Gut Bacteria Found to Trigger ALS and Dementia in Major New Research

Researchers at Case Western Reserve University have identified a specific mechanism by which gut bacteria may trigger or accelerate the neurodegenerative diseases ALS and frontotemporal dementia, opening a pathway toward potential treatments that target the gut-brain axis rather than the brain itself. The study found that 70% of ALS and FTD patients carried elevated levels of a harmful form of glycogen — a type of sugar — produced by gut bacteria, compared to roughly one-third of individuals without the diseases. Reducing these bacterial sugars in experimental models improved brain health and extended lifespan, raising hopes for clinical interventions that could be tested within the next year.

ALS, or amyotrophic lateral sclerosis, and frontotemporal dementia are both associated in their most common genetic form with a mutation in the C9ORF72 gene — the most frequent known genetic cause of either disease. Prior research has shown that individuals with this mutation also tend to have altered gut microbiome compositions, but the causal chain connecting gut bacteria to brain cell death has been unclear. The Case Western team, led by Aaron Burberry in the Department of Pathology and Alex Rodriguez-Palacios of the Digestive Health Research Institute, identified a specific class of bacterial glycogen as the likely culprit.

"We found that harmful gut bacteria produce inflammatory forms of glycogen, and that these bacterial sugars trigger immune responses that damage the brain," Burberry said. The study involved analysis of 23 ALS and FTD patients carrying the C9ORF72 mutation.
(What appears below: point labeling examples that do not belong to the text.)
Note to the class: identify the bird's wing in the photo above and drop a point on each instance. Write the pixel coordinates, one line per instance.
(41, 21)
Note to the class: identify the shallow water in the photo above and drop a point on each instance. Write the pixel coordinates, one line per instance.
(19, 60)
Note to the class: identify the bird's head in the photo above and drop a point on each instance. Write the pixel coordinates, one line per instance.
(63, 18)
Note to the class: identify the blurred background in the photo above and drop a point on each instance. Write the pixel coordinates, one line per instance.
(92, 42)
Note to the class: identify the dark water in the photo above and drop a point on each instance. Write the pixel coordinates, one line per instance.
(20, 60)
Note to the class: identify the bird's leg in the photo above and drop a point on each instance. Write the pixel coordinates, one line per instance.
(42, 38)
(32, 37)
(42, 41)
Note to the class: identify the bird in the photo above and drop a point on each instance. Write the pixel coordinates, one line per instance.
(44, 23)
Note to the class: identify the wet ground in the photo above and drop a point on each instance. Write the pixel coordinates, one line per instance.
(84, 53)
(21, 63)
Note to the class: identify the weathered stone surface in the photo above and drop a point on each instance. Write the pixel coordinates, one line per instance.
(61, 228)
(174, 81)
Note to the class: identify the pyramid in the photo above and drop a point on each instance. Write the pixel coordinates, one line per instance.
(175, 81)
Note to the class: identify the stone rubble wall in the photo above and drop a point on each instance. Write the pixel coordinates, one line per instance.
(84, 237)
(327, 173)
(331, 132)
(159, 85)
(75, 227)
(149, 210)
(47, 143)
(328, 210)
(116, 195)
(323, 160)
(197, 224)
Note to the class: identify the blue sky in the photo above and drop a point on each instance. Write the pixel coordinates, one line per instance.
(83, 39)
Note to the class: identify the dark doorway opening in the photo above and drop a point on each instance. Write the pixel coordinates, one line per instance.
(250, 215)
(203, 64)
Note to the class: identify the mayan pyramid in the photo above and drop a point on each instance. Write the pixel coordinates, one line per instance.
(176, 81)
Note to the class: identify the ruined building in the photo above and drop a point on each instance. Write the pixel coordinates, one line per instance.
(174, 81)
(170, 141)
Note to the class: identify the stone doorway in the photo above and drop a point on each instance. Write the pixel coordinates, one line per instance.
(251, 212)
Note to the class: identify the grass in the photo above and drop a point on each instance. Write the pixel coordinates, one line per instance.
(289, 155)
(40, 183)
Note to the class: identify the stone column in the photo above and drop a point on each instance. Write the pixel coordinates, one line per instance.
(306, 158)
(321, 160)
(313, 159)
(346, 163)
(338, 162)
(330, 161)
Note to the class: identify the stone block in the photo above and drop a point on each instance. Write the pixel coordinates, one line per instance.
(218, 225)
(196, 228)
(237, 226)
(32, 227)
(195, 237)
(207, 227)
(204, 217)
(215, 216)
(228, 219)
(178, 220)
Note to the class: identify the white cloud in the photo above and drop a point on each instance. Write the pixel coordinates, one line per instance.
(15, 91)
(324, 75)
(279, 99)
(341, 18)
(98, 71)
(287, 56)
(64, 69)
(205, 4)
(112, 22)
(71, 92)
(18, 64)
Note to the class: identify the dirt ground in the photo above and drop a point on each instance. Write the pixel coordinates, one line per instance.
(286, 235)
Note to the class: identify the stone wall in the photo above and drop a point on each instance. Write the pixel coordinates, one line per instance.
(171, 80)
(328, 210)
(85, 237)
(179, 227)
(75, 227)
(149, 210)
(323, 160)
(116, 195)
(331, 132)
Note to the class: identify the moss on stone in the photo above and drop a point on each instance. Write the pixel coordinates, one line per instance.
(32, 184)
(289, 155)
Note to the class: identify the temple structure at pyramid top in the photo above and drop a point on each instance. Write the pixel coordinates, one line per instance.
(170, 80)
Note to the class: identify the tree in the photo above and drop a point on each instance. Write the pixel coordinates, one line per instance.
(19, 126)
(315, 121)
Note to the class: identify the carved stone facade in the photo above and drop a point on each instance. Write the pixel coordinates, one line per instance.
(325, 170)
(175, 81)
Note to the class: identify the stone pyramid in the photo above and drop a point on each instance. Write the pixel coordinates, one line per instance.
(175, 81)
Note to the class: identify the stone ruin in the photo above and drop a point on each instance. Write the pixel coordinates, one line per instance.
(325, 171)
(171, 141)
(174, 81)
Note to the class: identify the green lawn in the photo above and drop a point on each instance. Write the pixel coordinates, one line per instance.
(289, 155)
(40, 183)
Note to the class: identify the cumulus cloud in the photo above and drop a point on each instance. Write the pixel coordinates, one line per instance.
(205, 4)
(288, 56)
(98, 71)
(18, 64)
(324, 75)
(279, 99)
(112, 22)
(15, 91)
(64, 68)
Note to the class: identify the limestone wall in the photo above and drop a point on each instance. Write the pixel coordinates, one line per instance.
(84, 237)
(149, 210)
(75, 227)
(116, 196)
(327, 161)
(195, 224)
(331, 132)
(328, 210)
In those patients, elevated gut bacterial glycogen levels correlated with markers of neuroinflammation — the chronic, low-grade immune activation in the nervous system that is increasingly recognized as a driver of neurodegeneration across multiple diseases, including Alzheimer's disease and Parkinson's.

The mechanistic model the researchers propose runs as follows: certain gut bacteria with the C9ORF72 genetic background overproduce inflammatory glycogen forms; those sugars leak from the gut environment into systemic circulation; the immune system mounts a response that, in genetically susceptible individuals, triggers inflammation in the central nervous system; and that neuroinflammation contributes to the death of motor neurons in ALS or the death of frontal lobe neurons in FTD. The finding suggests that the gut is not merely a passive bystander in these diseases but an active contributor to their progression.
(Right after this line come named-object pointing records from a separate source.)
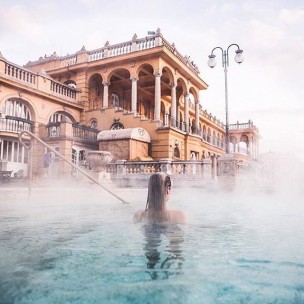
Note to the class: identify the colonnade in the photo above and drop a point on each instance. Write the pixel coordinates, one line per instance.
(157, 101)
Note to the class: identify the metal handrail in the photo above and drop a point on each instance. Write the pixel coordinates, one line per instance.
(66, 160)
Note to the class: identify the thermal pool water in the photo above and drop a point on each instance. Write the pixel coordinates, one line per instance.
(79, 245)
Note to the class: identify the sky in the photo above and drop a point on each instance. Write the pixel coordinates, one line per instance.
(266, 88)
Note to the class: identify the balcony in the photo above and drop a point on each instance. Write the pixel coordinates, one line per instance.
(66, 130)
(15, 124)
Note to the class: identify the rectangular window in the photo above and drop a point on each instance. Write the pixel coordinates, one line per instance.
(9, 150)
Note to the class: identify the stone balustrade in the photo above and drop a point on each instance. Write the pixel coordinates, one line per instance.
(136, 44)
(40, 81)
(243, 126)
(178, 169)
(18, 73)
(15, 124)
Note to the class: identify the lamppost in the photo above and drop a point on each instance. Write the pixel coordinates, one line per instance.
(239, 58)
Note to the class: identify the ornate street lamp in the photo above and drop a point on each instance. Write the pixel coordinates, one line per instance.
(239, 58)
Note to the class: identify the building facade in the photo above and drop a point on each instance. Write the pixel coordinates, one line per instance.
(142, 83)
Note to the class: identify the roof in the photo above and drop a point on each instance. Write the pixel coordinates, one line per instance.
(139, 134)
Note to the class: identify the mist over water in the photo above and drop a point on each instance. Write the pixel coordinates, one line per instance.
(76, 243)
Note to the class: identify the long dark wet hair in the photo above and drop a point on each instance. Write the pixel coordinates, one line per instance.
(159, 183)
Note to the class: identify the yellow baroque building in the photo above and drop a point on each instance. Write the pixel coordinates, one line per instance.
(143, 83)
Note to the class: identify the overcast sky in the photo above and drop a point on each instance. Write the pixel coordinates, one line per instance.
(266, 88)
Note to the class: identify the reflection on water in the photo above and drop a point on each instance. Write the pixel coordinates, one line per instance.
(162, 264)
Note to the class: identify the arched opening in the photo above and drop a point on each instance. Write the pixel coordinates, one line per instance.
(95, 92)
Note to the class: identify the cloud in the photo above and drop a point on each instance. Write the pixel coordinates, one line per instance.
(16, 20)
(292, 16)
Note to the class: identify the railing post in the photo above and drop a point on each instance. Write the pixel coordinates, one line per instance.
(121, 167)
(166, 165)
(207, 170)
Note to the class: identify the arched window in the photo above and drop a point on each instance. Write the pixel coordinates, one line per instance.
(93, 124)
(17, 108)
(115, 100)
(71, 84)
(176, 152)
(117, 126)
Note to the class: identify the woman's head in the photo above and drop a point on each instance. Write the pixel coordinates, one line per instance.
(158, 191)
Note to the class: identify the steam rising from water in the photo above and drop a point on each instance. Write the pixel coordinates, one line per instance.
(76, 241)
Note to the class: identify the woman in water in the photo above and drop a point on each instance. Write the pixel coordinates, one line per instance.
(156, 212)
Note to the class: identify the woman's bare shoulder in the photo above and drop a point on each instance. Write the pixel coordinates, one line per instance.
(138, 215)
(178, 217)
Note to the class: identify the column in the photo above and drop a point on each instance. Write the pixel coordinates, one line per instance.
(157, 96)
(186, 112)
(197, 116)
(173, 105)
(105, 94)
(134, 94)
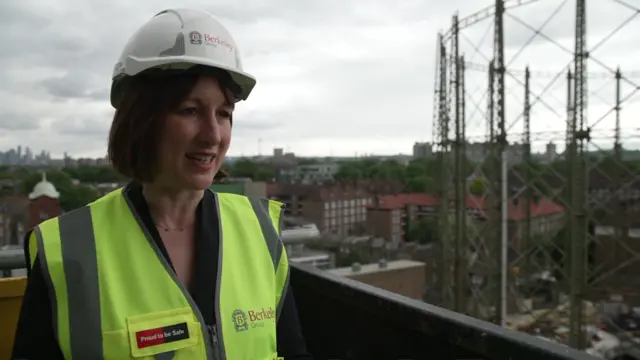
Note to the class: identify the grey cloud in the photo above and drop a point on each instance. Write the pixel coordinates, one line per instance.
(327, 79)
(74, 87)
(18, 122)
(94, 127)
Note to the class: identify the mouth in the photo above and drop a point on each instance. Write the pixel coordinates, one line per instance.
(201, 158)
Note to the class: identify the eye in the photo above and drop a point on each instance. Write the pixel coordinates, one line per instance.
(188, 111)
(224, 114)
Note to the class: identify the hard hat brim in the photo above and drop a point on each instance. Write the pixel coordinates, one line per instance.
(134, 66)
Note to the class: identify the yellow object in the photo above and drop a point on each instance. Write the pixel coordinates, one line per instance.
(118, 298)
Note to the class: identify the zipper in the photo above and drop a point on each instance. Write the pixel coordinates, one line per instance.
(213, 337)
(215, 352)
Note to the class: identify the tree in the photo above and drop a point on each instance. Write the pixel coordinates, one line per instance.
(420, 183)
(423, 231)
(478, 186)
(71, 196)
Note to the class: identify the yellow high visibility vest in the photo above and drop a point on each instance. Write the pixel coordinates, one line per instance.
(117, 298)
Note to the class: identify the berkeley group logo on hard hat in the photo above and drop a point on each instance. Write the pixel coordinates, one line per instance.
(195, 38)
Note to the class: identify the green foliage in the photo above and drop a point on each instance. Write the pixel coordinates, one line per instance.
(423, 231)
(418, 175)
(479, 186)
(94, 174)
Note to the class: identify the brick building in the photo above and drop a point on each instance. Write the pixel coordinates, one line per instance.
(335, 209)
(389, 215)
(18, 213)
(404, 277)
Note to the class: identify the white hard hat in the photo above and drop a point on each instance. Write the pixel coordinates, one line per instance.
(179, 39)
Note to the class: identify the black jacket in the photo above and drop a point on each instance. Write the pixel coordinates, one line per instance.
(35, 336)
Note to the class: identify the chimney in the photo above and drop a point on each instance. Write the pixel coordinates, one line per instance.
(355, 267)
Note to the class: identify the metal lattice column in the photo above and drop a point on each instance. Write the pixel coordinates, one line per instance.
(578, 217)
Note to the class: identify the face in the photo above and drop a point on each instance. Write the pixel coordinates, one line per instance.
(196, 138)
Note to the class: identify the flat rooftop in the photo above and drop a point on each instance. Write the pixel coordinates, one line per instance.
(375, 267)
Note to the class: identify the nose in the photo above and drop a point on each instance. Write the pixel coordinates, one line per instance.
(212, 129)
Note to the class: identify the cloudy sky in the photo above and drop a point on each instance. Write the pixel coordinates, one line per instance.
(335, 77)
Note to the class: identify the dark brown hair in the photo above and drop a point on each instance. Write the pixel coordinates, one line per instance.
(139, 120)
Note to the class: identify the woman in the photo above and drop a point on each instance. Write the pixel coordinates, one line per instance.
(164, 268)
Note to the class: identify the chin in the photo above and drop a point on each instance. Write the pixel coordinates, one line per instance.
(200, 181)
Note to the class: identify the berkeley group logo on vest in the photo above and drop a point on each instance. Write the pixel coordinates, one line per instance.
(251, 319)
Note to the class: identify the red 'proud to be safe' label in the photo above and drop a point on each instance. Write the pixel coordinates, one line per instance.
(163, 335)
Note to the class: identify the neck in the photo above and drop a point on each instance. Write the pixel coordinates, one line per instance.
(170, 208)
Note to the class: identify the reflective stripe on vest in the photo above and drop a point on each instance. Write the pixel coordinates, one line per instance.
(116, 297)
Fabrizio Cominelli, the Distinguished University Professor who directs Case Western's Digestive Health Research Institute and is a co-author of the study, said the results could have broad implications beyond the C9ORF72-associated forms of ALS and FTD. "Many neurodegenerative diseases involve neuroinflammation, and many patients with these conditions also show gut microbiome dysregulation," Cominelli noted. "Whether inflammatory bacterial glycogen is a shared mechanism across those conditions is a question we're actively investigating."
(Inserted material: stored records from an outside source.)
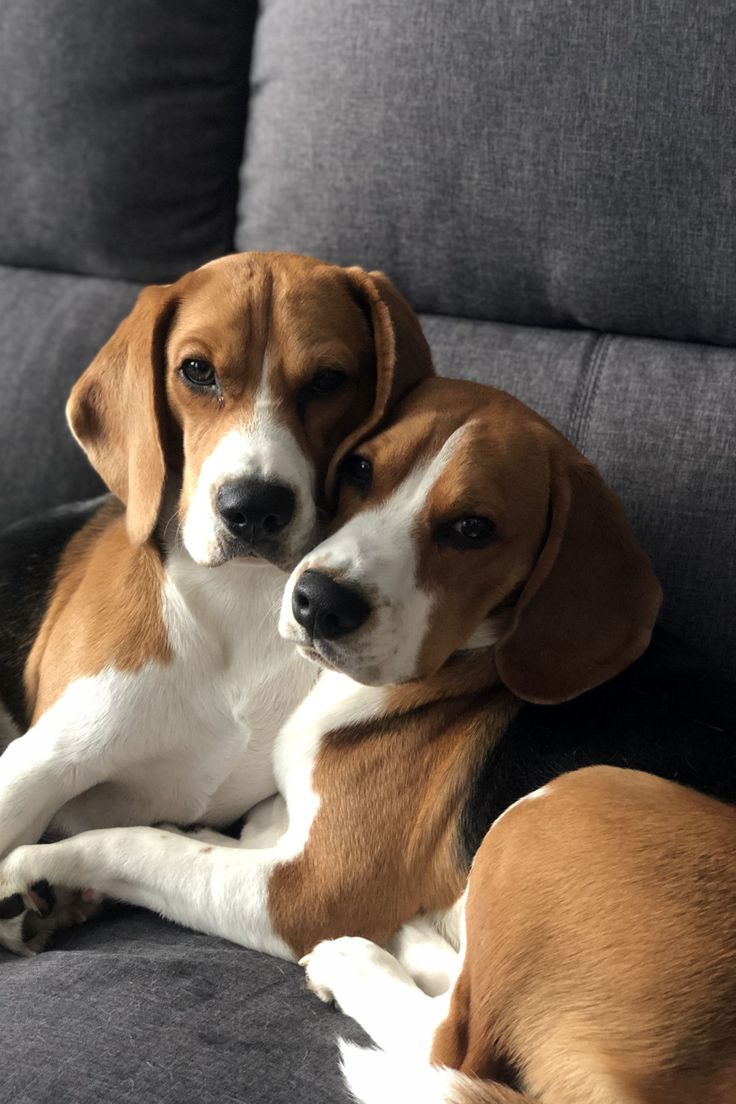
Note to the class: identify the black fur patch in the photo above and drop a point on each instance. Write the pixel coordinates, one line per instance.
(30, 552)
(669, 714)
(11, 906)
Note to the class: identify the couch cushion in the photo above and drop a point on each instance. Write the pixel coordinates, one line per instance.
(554, 163)
(51, 327)
(121, 131)
(131, 1009)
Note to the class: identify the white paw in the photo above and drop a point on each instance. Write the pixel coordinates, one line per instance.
(30, 912)
(336, 968)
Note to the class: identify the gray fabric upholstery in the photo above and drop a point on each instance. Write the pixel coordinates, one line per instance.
(51, 326)
(550, 163)
(131, 1010)
(121, 131)
(658, 420)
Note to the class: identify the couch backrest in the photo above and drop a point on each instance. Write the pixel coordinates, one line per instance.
(543, 162)
(121, 130)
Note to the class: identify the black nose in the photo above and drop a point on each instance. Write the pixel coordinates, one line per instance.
(255, 510)
(326, 608)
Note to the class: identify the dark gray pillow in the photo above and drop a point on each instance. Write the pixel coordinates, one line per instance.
(550, 163)
(121, 131)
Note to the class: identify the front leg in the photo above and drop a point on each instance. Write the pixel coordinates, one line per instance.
(68, 750)
(375, 990)
(213, 889)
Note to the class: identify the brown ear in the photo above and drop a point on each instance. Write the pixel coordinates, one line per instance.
(402, 354)
(117, 411)
(592, 601)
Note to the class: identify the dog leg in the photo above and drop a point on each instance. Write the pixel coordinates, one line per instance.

The practical implications of the research are significant. Unlike interventions targeting the brain directly — where the blood-brain barrier makes drug delivery notoriously difficult — the gut is far more accessible. Approaches that reduce the population of glycogen-overproducing bacteria, neutralize the inflammatory sugars themselves, or reinforce the gut lining to prevent leakage could all potentially be developed as therapies. Rodriguez-Palacios said his team hopes to begin designing a clinical trial within one year, pending additional preclinical validation in larger animal models.

ALS affects approximately 30,000 Americans at any given time and kills most patients within two to five years of diagnosis. FTD, the most common form of dementia in people under 65, is similarly devastating and has few treatment options. The Case Western research, funded in part by the National Institutes of Health and the ALS Association, adds to a growing body of evidence that the gut microbiome is a viable therapeutic target for diseases previously thought to be strictly neurological — and offers fresh hope to patients and families who have had few reasons for optimism.